LUTSK, Ucrania — Hombres camuflados, endurecidos por la batalla, sollozaron mientras un coro ortodoxo ucraniano cantaba la inquietante misa fúnebre. Un hombre puso su brazo alrededor de otro mientras las lágrimas brotaban de sus ojos.

“La gloria y la libertad de Ucrania aún no han perecido”, dijo el sacerdote durante los ritos fúnebres del sábado por dos de los cuatro soldados que murieron cuando el aeródromo militar de la ciudad fue bombardeado antes del amanecer del viernes.

“Durante 30 años estuvimos cantando estas palabras y diciendo que sufriríamos por nuestra libertad, pero no podríamos haber imaginado que estas palabras se convertirían en nuestra realidad, que tendríamos que enviar a nuestros hijos para defendernos de nuestros vecinos”, Padre Mykhail, dijo el sacerdote.

los Invasión rusa de Ucrania está ahora en su tercera semana. Con las cuatro muertes en el aeródromo, llegó a Lutsk, una capital provincial a solo 55 millas de Polonia. Fue un ataque raro en Occidente por parte de un ejército ruso que se ha centrado principalmente en el sur, el norte y alrededor de la capital de Ucrania, Kiev.

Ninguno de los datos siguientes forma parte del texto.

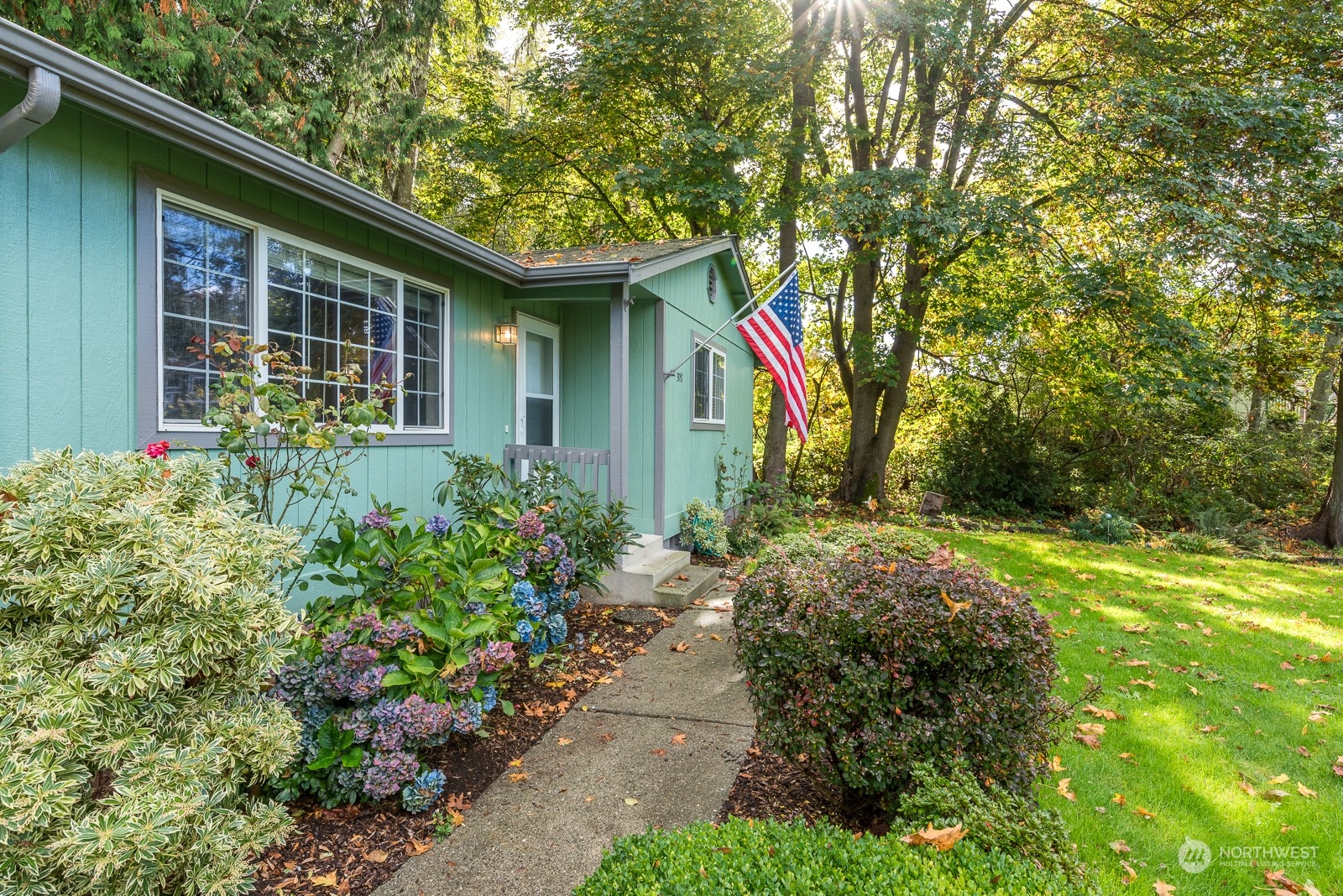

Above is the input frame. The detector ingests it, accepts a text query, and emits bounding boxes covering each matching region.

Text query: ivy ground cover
[936,533,1343,896]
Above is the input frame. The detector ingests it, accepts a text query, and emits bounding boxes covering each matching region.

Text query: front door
[517,314,560,445]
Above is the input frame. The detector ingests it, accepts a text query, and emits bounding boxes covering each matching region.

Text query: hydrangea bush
[734,551,1058,809]
[274,493,579,811]
[0,450,300,896]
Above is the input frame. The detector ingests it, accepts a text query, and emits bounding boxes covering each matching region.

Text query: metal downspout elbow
[0,65,60,153]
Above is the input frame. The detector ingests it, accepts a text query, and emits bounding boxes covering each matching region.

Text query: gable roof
[0,18,750,297]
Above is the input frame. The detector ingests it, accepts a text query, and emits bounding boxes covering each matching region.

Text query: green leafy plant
[435,451,635,591]
[0,450,300,896]
[734,554,1058,811]
[681,497,728,557]
[575,818,1084,896]
[891,762,1086,887]
[1068,510,1143,544]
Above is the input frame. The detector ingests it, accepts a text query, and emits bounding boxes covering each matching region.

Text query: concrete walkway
[374,589,754,896]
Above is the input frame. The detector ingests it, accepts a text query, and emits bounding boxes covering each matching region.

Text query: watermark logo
[1177,837,1213,874]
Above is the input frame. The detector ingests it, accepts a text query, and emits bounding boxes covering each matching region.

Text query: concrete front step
[653,566,721,607]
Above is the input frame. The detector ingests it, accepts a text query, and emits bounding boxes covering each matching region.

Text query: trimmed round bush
[573,818,1083,896]
[0,451,300,896]
[734,555,1057,809]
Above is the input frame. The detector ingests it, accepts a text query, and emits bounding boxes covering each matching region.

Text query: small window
[693,342,728,424]
[159,195,448,432]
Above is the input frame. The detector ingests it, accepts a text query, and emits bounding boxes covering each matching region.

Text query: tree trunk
[1293,335,1343,547]
[1305,323,1343,425]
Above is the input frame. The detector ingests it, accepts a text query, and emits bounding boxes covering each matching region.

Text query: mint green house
[0,18,755,600]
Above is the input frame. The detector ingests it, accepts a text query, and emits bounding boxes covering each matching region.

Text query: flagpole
[662,262,797,383]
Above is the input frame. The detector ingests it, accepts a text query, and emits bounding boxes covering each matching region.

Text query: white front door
[517,314,560,445]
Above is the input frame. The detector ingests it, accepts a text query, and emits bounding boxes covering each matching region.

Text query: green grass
[933,533,1343,896]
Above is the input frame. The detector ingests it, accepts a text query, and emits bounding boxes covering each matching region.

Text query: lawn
[933,533,1343,896]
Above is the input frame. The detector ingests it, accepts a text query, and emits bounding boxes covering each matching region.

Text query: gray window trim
[690,330,728,432]
[134,165,458,448]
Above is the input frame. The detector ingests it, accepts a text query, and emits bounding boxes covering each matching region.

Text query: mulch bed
[719,737,891,836]
[255,602,677,896]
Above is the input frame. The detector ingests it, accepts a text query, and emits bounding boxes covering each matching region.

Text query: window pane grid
[159,204,251,424]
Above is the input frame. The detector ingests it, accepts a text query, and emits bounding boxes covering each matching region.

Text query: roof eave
[0,18,525,286]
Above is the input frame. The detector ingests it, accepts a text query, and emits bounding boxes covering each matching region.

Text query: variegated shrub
[0,451,300,896]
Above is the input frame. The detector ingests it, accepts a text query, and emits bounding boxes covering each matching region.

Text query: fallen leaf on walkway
[900,824,965,852]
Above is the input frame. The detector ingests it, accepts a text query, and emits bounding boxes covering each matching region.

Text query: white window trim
[690,338,728,426]
[154,188,452,444]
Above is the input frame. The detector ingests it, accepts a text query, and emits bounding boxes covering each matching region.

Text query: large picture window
[159,195,448,432]
[692,342,728,424]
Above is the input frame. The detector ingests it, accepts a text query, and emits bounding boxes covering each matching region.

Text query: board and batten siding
[0,76,577,547]
[631,256,755,537]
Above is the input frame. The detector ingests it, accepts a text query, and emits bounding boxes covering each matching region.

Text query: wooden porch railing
[504,445,611,500]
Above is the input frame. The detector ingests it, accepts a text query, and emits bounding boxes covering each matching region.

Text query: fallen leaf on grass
[900,824,965,852]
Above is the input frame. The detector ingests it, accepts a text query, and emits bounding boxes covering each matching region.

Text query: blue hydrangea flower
[401,768,447,814]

Durante semanas, el oeste de Ucrania ha sido un refugio seguro para millones de ucranianos que han huido de las zonas de combate, así como para empresarios, periodistas, diplomáticos y otros. Pero con los bombardeos en Lutsk y otra ciudad occidental, Ivano-Frankivsk, la madrugada del viernes, la violencia y la muerte atravesaron la sensación de seguridad que muchos habían dado por sentado.

“Ya no hay una ciudad pacífica en Ucrania”, dijo Myroslava Kozyupa, de 43 años, que estaba afuera en la plaza del pueblo escuchando a los oradores transmitir el funeral que se estaba llevando a cabo en la Iglesia de la Santísima Trinidad frente a ella.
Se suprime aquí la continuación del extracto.